We’ve resubmitted a number of our amendments that didn’t get through the Agriculture Committee and been working closely with Scottish Government civil servants in Scotland House in Brussels and in Edinburgh to ensure the Scottish Government’s vision of agricultural reform is supported by the EP in the vote next week.
Our amendments largely concern proposals to delete progressive modulation as well as those deleting decoupling for sheep and beef payments and retaining the current cross compliance regime as a tool in the fight against wildlife crime by including it in the Wild Birds Directive and the Flora and Fauna Directive, which was of particular concern to the Scottish Government.
With the amount of amendments compromises will undoubtedly have to be sought among the political groups so I await with interest to see what the final compromise package will look like before next week’s vote.
Regardless of the outcome of next week, its clear that the health check debate has moved on and the focus of discussions is very much on the future shape of European agriculture post-2013 where everything will be on the negotiating table.
One of Brussels’s many think tanks, Notre Europe, has published its contribution to the post-2013 debate with its “CAP reform beyond 2013: An idea for a longer view”. It defines a number of general principles such as defining targeting instruments on clear objectives and guaranteeing social return for public money and replacing assistance by incentives.
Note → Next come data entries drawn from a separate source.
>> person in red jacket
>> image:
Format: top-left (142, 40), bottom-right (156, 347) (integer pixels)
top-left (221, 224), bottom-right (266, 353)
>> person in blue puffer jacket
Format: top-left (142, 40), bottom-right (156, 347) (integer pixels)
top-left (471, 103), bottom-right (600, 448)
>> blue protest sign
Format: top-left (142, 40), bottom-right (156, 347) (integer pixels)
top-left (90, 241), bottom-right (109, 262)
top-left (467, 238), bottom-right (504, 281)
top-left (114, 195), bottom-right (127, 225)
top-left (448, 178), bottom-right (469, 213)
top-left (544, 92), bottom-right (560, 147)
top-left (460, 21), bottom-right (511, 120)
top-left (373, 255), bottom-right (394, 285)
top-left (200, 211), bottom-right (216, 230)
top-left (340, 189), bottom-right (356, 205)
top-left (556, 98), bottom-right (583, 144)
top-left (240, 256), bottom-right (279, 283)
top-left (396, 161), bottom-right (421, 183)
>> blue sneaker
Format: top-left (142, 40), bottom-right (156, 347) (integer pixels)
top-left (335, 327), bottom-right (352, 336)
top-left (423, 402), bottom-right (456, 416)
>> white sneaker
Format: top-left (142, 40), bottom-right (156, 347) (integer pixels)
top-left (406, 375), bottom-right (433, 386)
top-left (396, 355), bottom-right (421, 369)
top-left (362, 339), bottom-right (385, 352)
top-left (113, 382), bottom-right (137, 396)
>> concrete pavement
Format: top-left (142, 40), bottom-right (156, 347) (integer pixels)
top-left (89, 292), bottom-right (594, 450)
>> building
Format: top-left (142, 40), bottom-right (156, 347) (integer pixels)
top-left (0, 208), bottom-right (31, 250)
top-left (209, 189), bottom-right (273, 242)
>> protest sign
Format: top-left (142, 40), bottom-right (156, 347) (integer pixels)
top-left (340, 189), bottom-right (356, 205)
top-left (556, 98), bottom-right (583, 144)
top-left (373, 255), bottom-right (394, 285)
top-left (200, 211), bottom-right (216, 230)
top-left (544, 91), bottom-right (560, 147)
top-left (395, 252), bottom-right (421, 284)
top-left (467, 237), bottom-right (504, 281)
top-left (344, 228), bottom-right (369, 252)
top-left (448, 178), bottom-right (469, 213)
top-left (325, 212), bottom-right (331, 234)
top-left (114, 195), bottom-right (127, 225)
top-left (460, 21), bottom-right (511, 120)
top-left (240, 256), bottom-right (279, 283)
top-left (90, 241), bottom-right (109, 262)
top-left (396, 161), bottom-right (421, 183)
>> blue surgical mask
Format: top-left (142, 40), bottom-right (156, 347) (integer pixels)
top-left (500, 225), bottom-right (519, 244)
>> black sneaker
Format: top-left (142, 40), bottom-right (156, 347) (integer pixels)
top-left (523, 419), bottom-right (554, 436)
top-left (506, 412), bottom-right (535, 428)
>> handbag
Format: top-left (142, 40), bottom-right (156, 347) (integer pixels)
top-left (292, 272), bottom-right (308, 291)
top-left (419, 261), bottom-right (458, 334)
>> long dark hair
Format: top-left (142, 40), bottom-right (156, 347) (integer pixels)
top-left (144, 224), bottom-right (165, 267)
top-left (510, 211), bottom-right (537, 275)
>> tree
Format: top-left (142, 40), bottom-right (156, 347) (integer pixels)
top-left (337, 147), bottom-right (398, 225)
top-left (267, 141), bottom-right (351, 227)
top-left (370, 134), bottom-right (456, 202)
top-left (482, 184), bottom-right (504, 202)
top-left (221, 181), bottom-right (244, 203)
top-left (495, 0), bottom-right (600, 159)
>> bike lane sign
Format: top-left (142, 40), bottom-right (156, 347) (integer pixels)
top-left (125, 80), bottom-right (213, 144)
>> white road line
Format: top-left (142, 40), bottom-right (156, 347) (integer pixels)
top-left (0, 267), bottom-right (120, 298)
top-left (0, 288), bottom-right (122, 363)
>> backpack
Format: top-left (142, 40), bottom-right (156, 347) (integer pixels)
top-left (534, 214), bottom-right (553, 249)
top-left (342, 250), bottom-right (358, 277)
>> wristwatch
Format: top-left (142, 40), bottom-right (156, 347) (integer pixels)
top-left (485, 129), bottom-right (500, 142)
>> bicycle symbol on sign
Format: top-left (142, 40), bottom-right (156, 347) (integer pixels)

Among its many suggestions it recommends the need to make agriculture more competitive by adapting instruments and regulations to that purpose, replacing the current complex and cost burden payment schemes with a simplified and smaller one in which payments are strictly linked to three basic levels of service – basic husbandry of the countryside preserving farming landscapes, territorial services, environmental sensitive measures – maintaining public intervention to guarantee a floor price (or “safety net”) restricted to exceptional circumstances , which should be WTO compatible as well as sharing financial responsibility between the EU and Member States according to the subsidiarity principle and limiting the EU’s domain of competence to the provision of European public goods.
Over the coming weeks and months we will be working closely with Scotland’s farming and rural interests as well as the Scottish Government to work out Scotland’s contribution to this vital debate and the kind of future European agricultural policy that Scotland would like to see. Scotland has a key role to play in shaping Europe’s future agriculture policy and at the same time ensure that Scotland’s vision of agriculture is at the very heart of the discussions now beginning to get underway in Brussels.